Monitoring an AIX host
You can monitor your host with Instana. Instana provides comprehensive insights into the host's performance, health, and resource utilization, enabling efficient troubleshooting, performance optimization, and proactive issue detection.
System information
Instana retrieves various system details from the host. You can view the following details of the host on the Instana GUI in the System pane:
Parameter | Description |
---|---|
OS | The details of the operating system, the kernel version, and the architecture. |
CPU | The details of the CPU and the count. |
Memory | The amount of system memory in GiB (gigabytes). |
Hostname | The hostname of the AIX machine. |
FQDN | The fully qualified domain name. It is the complete domain name of the host, including the subdomain and top-level domain. |
System ID* | The custom identifier used by Instana to uniquely represent and manage the monitored host within its monitoring. System ID is used for correlation with asset management systems. |
Host ID | The MAC address of the host's network interface, which is a unique identifier for the network adapter. |
Started At | The time at which the machine started. |
*System ID is used for correlation with asset management systems. You need to enable System ID by using the agent configuration YAML file as shown in the following example:
"com.instana.plugin.host":
"collectSystemId": true
Interfaces
You can find the following details:
- Interfaces: The list of network interfaces and IP addresses.
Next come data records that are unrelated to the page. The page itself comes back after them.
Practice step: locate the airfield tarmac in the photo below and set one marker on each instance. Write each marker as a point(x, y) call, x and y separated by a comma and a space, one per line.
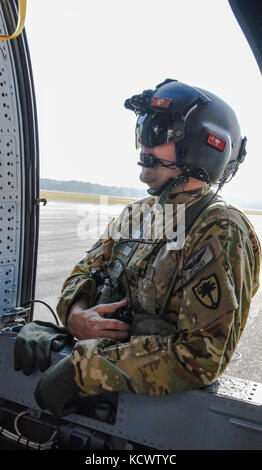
point(68, 230)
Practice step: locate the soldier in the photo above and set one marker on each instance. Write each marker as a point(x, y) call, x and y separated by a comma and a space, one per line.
point(185, 307)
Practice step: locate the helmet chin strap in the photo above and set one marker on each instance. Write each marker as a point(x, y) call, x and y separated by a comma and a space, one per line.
point(150, 161)
point(164, 190)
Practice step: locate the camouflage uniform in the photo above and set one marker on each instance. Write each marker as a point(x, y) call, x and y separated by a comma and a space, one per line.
point(202, 293)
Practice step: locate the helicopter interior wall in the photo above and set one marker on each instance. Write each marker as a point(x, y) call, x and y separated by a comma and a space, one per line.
point(10, 183)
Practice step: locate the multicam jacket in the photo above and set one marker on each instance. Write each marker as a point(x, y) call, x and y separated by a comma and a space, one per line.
point(201, 292)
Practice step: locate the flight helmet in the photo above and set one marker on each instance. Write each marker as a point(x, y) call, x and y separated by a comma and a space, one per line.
point(205, 130)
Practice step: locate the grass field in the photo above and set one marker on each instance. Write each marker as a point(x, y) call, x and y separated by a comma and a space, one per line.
point(95, 199)
point(81, 197)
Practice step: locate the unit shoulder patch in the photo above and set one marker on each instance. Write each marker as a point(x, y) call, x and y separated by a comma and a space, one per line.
point(197, 262)
point(107, 235)
point(208, 292)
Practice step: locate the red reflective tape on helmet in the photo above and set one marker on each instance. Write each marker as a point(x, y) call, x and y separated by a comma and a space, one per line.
point(216, 142)
point(161, 102)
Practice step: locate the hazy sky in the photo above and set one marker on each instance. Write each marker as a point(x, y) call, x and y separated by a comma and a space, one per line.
point(88, 57)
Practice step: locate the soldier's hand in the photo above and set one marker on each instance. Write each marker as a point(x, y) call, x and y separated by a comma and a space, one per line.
point(87, 323)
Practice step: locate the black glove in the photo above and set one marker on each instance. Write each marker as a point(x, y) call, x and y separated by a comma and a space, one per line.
point(34, 343)
point(57, 390)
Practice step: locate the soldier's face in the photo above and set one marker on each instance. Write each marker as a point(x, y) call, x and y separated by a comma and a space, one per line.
point(156, 176)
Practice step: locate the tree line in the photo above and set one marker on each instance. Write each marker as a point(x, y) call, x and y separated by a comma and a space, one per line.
point(90, 188)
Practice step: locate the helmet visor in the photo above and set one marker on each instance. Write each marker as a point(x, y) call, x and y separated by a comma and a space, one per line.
point(154, 129)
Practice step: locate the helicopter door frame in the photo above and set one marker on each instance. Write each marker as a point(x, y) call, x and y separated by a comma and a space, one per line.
point(19, 165)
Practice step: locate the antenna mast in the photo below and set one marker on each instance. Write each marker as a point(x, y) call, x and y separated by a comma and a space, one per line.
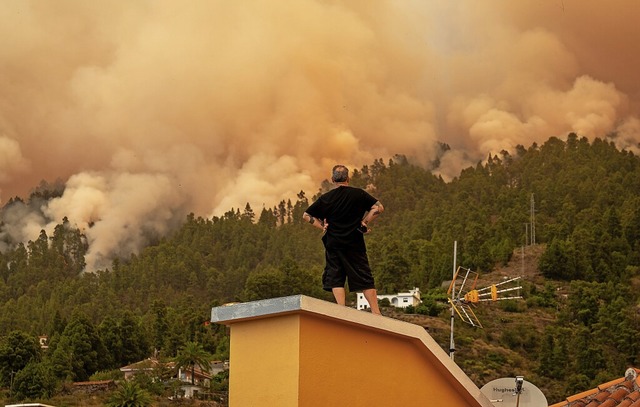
point(533, 221)
point(452, 347)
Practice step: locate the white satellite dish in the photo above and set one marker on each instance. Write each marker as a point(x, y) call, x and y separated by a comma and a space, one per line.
point(502, 393)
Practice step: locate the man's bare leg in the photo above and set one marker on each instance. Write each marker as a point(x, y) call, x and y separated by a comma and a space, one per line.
point(340, 295)
point(372, 298)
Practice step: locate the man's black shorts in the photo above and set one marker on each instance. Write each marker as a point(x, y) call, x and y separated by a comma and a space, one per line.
point(351, 266)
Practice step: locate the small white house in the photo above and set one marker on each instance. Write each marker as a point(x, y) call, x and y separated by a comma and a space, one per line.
point(400, 300)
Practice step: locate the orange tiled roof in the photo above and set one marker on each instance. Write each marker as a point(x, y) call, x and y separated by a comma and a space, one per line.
point(623, 392)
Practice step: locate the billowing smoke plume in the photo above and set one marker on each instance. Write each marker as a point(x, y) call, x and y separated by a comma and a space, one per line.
point(148, 110)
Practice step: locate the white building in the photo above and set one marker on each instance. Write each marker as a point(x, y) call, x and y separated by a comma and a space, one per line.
point(400, 300)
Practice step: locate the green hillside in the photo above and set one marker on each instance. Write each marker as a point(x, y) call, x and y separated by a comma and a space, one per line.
point(577, 325)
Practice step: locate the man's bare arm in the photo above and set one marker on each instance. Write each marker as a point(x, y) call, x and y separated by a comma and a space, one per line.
point(373, 213)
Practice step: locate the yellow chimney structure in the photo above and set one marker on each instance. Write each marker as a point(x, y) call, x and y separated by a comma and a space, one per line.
point(305, 352)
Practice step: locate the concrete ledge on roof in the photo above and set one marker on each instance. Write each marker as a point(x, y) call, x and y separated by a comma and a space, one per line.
point(302, 351)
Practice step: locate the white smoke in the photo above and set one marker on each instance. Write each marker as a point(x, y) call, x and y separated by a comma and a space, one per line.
point(152, 109)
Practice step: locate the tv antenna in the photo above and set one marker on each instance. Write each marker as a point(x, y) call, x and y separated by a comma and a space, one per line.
point(464, 298)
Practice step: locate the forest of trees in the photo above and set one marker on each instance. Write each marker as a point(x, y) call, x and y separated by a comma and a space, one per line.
point(587, 201)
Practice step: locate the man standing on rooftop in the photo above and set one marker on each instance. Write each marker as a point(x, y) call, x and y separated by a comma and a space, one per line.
point(344, 214)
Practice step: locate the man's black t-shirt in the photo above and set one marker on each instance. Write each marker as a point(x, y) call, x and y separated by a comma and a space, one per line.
point(343, 208)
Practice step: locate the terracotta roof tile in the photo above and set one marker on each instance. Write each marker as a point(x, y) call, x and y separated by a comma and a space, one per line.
point(622, 392)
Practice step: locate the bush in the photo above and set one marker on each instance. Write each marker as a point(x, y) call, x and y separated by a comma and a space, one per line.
point(35, 381)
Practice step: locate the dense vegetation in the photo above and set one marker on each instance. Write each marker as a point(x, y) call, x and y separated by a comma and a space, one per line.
point(587, 202)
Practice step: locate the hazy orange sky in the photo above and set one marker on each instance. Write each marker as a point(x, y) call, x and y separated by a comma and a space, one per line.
point(148, 110)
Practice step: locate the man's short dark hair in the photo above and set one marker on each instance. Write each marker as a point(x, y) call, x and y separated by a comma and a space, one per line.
point(340, 173)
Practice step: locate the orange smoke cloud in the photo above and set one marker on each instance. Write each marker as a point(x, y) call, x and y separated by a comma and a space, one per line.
point(152, 109)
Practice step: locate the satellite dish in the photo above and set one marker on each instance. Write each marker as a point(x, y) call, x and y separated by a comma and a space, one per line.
point(502, 393)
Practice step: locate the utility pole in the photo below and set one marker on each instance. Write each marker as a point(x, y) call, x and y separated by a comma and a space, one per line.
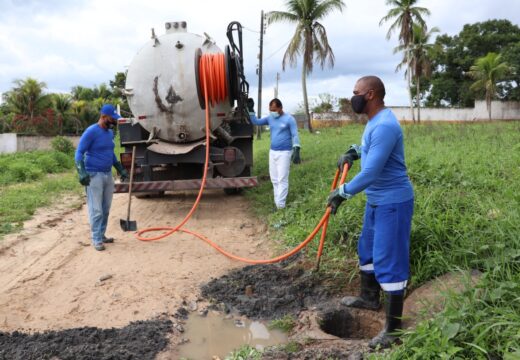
point(276, 88)
point(260, 61)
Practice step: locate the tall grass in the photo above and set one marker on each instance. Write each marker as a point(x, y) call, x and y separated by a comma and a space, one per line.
point(466, 216)
point(29, 166)
point(19, 202)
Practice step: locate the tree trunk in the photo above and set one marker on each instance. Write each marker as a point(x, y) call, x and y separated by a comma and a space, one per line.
point(409, 78)
point(418, 99)
point(488, 103)
point(305, 100)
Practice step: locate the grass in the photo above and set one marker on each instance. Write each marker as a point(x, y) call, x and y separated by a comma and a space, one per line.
point(245, 352)
point(19, 202)
point(29, 166)
point(466, 216)
point(285, 324)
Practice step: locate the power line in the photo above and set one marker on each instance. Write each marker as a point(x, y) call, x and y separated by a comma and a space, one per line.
point(281, 47)
point(248, 29)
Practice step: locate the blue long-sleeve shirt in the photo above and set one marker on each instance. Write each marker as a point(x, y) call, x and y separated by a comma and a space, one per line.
point(284, 132)
point(96, 148)
point(383, 173)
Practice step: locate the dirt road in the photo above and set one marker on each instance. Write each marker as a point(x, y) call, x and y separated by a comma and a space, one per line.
point(51, 278)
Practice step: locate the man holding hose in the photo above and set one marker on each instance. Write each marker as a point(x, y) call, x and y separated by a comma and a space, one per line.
point(384, 243)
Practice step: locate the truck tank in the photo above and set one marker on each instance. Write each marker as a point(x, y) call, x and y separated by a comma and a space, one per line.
point(167, 122)
point(161, 86)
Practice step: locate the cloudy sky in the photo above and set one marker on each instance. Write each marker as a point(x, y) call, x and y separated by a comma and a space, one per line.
point(66, 43)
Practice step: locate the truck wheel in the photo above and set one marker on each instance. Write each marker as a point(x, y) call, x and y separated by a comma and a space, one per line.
point(232, 191)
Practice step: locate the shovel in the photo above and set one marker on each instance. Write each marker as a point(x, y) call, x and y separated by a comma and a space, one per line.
point(129, 225)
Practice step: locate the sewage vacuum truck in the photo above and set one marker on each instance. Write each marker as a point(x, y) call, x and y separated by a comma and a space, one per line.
point(165, 93)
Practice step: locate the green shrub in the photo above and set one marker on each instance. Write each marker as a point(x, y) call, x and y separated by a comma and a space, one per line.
point(62, 144)
point(23, 172)
point(64, 161)
point(48, 164)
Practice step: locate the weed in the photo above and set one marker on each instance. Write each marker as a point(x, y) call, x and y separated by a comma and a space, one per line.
point(245, 352)
point(285, 324)
point(63, 145)
point(466, 217)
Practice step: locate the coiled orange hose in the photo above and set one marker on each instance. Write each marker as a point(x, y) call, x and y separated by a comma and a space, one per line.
point(213, 81)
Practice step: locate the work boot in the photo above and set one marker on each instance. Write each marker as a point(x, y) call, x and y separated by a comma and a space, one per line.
point(108, 240)
point(99, 247)
point(369, 297)
point(394, 313)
- Instana agent: The Instana agent for the host.
- Process: The count and details of the processes that are running on the host.
Performance metrics
The following performance metrics are displayed for the host.
CPU usage - percentage
The CPU usage values, when combined, provide a detailed view of how the CPU resources are being utilized on a host.
To collect more accurate CPU usage in an AIX LPAR environment, you must set useMpstat
to true
as shown in the following example:
com.instana.plugin.host:
useMpstat: true
Datapoint: Filesystem
Metric | Description | Granularity |
---|---|---|
CPU Usage | The total CPU usage in percentage for the time range that you set. | 1 second |
Memory usage
Metric | Description | Granularity |
---|---|---|
Memory Usage | The total memory usage in percentage | 1 second |
On the AIX LPAR environment, the used
value is computed in percentage by using the formula (computational + non-computational) ÷ real total
.
The non-computational
is a part of used memory, which has a relatively high used
value. A high used
value doesn't necessarily indicate a need for more memory.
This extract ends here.